En dépit des facilitations offertes par l’Etat pour encourager les jeunes à s’intégrer dans la vie politique, à travers la gratuité des salles destinées aux meetings et autre rassemblements, ainsi que la disponibilité des panneaux publicitaires, des candidats trouvent des difficultés pour former leurs listes de candidatures, pour engranger le nombre requis des parrainages.

La crainte de retomber dans les mêmes travers des précédentes expériences pèse lourdement. Certes, il n’y a plus de hiérarchisation, plus de tête de liste, le mode du scrutin a permis à l’électeur d’être libre de choisir le candidat qu’il préfère sur une longue liste. Le gros nabab qui achète les sièges, les candidats, les parrainages et les voix de l’urne le jour du vote, n’existe plus avec le nouveau dispositif.

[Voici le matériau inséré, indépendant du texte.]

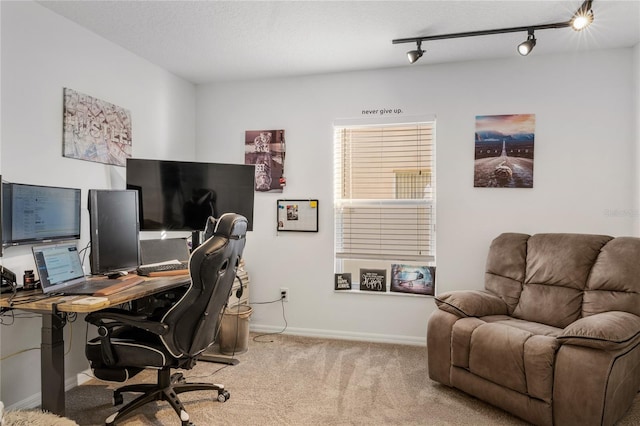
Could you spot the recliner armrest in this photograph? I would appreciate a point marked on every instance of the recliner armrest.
(606, 330)
(471, 303)
(111, 318)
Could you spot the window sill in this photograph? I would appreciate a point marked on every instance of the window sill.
(382, 293)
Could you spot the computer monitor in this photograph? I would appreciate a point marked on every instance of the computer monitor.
(114, 231)
(37, 213)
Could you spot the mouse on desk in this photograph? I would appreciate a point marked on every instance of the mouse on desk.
(114, 275)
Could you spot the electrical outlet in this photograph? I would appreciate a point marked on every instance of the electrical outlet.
(284, 294)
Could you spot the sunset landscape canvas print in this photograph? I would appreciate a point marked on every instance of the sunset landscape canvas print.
(504, 147)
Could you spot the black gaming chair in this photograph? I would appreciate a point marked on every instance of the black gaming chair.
(175, 336)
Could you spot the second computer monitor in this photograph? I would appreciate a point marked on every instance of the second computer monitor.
(113, 218)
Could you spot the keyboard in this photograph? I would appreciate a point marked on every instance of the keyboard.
(168, 268)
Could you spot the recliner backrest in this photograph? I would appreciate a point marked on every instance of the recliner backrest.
(193, 320)
(555, 279)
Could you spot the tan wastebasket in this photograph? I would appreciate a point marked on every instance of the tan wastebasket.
(234, 330)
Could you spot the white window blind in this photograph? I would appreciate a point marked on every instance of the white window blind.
(384, 189)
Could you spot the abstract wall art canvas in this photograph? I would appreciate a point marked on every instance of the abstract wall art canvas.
(95, 130)
(504, 151)
(266, 149)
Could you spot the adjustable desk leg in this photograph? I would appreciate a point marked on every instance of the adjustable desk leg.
(52, 363)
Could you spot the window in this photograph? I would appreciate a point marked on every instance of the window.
(384, 196)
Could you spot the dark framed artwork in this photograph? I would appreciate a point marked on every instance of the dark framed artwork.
(342, 281)
(504, 147)
(373, 280)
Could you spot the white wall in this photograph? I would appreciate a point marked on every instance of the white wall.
(41, 54)
(636, 73)
(583, 173)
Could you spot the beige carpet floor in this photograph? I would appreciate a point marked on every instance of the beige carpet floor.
(290, 380)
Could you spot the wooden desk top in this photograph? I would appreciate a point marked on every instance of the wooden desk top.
(34, 300)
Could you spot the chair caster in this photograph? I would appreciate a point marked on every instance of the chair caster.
(178, 378)
(223, 395)
(117, 398)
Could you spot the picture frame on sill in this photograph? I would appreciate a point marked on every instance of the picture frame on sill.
(413, 279)
(373, 280)
(342, 281)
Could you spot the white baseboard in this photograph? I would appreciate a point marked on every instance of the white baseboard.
(35, 400)
(342, 335)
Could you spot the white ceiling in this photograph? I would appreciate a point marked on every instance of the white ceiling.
(212, 41)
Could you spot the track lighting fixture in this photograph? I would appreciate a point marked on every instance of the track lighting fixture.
(579, 21)
(583, 16)
(414, 55)
(527, 46)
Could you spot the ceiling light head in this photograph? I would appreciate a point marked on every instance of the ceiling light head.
(527, 46)
(583, 17)
(414, 55)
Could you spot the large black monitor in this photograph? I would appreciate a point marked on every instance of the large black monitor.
(36, 213)
(181, 195)
(113, 222)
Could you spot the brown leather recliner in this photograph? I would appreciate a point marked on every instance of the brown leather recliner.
(554, 338)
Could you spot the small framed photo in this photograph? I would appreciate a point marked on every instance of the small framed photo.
(413, 279)
(343, 281)
(373, 280)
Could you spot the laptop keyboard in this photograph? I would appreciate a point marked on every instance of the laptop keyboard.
(146, 270)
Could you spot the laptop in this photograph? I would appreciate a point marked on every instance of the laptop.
(158, 251)
(60, 270)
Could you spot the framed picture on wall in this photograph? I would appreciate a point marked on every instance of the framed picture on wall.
(297, 215)
(95, 130)
(504, 151)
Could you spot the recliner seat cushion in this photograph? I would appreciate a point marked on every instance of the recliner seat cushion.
(557, 269)
(509, 356)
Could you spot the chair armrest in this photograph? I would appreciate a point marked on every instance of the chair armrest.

La représentation proportionnelle au vote préférentiel sur une liste ouverte est un acquis immense pour les jeunes candidats. Or, c’est la confection d’un programme commun, une liste commune et une campagne collective qui deviennent une mission impossible.

Avant, le jeu était fermé pour les ingénieurs, les médecins, les architectes, les enseignants universitaires, les jeunes chercheurs et les intellectuels libres, car les partis politiques les refusaient et s’en méfient. Libérer toute cette énergie de cadres en si peu de temps pour rentabiliser une élection et bien encadrer un futur Parlement est certes louable, comme initiative politique.

L’idée pourrait bien être comme une émanation de l’esprit du hirak populaire et démocratique.
Mais, le temps court dans l’annonce de la dissolution de l’APN et l’organisation des élections législatives anticipées suffiront -il pour changer les mentalités et les pratiques qui ont fait reculer l’Algérie?